What has been hitherto said regards chiefly the acute dysentery; but the most frequent and troublesome complaint that occurred at the hospital, was the same disease in what may be called its chronic state.
There is a considerable variety of symptoms in all the stages of this disease, but particularly in the more advanced or chronic state, so that a corresponding variety is necessary in the modes of treatment, and there are few diseases in which there is more room for exercising the judgement.
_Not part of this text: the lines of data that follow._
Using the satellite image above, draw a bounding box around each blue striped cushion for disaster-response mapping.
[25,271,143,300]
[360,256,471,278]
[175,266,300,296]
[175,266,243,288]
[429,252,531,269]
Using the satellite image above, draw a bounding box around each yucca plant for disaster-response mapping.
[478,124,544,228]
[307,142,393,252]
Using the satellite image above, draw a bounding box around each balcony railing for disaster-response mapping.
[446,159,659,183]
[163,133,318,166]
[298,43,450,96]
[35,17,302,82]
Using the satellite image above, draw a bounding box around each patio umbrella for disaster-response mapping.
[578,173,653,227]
In all stages of it an accurate discernment is necessary with regard to the use of opiates, and great part of the practice here consists in timing these well. They are least admissible in the beginning, where evacuation is the principal object; but as the disease advances they become more and more allowable and useful. The principal cautions necessary in their administration are, 1. To premise sufficient evacuation, so that the intestines may not be loaded with bile, scybala, or any other irritating matter at the time of giving the opiate. 2. To obviate the effects which an anodyne has of causing a retention of the contents of the intestines. This may be done, either by giving something purgative along with it, or after it has produced its quieting effect. The former method seems preferable; for as soon as the effect of the opiate is over, the purgative is ready to act; and in this way it is so far favourable to the operation of the purgative that large feculent stools will be discharged: whereas, had the purgative been given alone, it would have been more apt to produce scanty griping stools, attended with tenesmus. Rhubarb answers well in such cases, and may be given in a dose from twelve to twenty grains, according to the age and constitution. 3. To prevent feverish heat and delirium. This was proposed to be done in the first stage of the disease, by combining it with ipecacuana and a little neutral salt. With the same intention, it may now be joined with a few grains of Dr. James’s powder, or vitrum ceratum antimonii, in which form it would not be so strongly sudorific, an effect not so much required in the chronic as in the acute state.